简体繁体 English

使用RandomForestClassifier.predict_proba与RandomForestRegressor.predict

[英]using RandomForestClassifier.predict_proba vs RandomForestRegressor.predict

原文 2013-11-24 18:36:56 9 1 python/ scikit-learn

I have a data set comprising a vector of features, and a target - either 1.0 or 0.0 (representing two classes). 我有一个数据集，包括一个特征向量和一个目标 - 1.0或0.0（代表两个类）。 If I fit a RandomForestRegressor and call its predict function, is it equivalent to using RandomForestClassifier.predict_proba() ? 如果我适合RandomForestRegressor并调用其predict函数，它是否等同于使用RandomForestClassifier.predict_proba() ？

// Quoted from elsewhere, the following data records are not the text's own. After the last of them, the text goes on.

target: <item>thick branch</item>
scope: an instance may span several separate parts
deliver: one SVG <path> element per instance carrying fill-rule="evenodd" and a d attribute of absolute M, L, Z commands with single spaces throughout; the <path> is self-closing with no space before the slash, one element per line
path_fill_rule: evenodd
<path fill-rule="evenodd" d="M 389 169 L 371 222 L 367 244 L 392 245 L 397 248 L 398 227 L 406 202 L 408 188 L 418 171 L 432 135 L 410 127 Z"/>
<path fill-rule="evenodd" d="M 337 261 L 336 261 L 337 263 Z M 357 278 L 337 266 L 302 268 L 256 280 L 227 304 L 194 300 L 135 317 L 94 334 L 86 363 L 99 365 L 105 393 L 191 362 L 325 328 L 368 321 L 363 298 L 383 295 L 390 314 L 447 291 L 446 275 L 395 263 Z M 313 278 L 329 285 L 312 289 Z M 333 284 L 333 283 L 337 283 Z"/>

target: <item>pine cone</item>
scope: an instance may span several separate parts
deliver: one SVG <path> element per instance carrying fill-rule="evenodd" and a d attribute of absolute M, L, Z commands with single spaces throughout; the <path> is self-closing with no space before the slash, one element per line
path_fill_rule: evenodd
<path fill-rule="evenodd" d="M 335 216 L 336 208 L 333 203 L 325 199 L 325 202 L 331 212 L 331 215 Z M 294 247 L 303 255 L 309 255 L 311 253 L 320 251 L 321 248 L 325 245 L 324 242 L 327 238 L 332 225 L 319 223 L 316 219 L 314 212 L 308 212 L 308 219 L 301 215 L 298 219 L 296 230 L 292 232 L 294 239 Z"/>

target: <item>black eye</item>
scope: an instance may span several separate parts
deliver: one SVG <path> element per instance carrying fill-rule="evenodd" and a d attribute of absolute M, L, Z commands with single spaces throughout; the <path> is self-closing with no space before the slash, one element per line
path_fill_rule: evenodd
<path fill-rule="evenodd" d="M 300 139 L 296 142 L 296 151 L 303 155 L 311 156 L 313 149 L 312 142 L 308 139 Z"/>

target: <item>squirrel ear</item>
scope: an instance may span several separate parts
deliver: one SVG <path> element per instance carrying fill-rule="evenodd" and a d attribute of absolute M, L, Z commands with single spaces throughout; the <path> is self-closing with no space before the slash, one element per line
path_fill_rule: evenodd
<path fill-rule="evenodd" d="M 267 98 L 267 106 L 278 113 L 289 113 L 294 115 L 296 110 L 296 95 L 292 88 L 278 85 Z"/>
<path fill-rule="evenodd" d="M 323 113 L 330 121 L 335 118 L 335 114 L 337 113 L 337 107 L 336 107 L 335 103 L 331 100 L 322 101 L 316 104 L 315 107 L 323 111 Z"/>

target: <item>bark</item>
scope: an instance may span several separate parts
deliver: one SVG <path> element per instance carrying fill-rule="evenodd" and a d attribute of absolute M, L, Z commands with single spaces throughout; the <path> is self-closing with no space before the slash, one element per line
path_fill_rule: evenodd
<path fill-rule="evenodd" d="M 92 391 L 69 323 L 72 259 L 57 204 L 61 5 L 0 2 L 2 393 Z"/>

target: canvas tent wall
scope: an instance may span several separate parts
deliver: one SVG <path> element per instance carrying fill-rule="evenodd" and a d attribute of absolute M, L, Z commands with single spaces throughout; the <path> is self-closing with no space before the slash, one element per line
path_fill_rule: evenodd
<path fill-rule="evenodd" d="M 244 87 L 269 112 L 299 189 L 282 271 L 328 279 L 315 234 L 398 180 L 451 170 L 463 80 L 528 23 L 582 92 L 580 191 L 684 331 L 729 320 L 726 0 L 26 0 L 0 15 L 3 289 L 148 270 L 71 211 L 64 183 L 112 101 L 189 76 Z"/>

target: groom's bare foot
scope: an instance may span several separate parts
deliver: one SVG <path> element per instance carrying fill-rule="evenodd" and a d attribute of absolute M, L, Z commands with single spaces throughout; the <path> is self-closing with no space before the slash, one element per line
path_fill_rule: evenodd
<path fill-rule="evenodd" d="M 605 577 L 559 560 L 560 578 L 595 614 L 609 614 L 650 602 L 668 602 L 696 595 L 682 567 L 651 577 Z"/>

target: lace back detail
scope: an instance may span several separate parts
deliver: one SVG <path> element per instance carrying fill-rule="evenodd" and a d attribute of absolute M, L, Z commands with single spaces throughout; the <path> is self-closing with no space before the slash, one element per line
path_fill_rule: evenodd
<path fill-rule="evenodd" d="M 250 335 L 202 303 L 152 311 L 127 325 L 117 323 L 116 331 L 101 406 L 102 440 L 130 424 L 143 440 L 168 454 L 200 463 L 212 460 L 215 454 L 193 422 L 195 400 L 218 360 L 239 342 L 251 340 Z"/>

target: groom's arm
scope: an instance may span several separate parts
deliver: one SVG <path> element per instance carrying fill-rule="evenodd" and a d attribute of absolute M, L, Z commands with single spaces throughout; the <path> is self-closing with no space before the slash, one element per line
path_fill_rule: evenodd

In other words if the target is 1.0 or 0.0 does RandomForestRegressor output probabilities? 换句话说，如果目标是1.0或0.0， RandomForestRegressor输出概率？

I think so, and the results I am getting suggest so, but I would like to get a second opinion... 我是这么认为的，我得到的结果也是如此，但我想得到第二个意见......

Thanks Weasel 谢谢Weasel

1 个解决方案

There is a major conceptual diffrence between those, based on different tasks being addressed: 基于所处理的不同任务，这些之间存在重大的概念差异：

Regression : continuous (real-valued) target variable. 回归：连续（实值）目标变量。

Classification : discrete target variable (classes). 分类：离散目标变量（类）。

For a general classification method, term probability of observation being class X may be not defined, as some classification methods, knn for example, do not deal with probabilities. 对于一般的分类方法，术语probability of observation being class X可以没有定义，如一些分类方法， knn例如，不处理的概率。

However for Random Forest (and some other classification methods), classification is reduced to regression of classes probabilities destibution. 然而，对于随机森林（以及一些其他分类方法），分类被简化为类概率分解的回归。 Predicted class is taked then as argmax of computed "probabilities". 然后将预测类作为计算“概率”的argmax。 In your case, you feed the same input, you get the same result. 在您的情况下，您输入相同的输入，您得到相同的结果。 And yes, it is ok to treat values returned by RandomForestRegressor as probabilities. 是的，可以将RandomForestRegressor返回的RandomForestRegressor视为概率。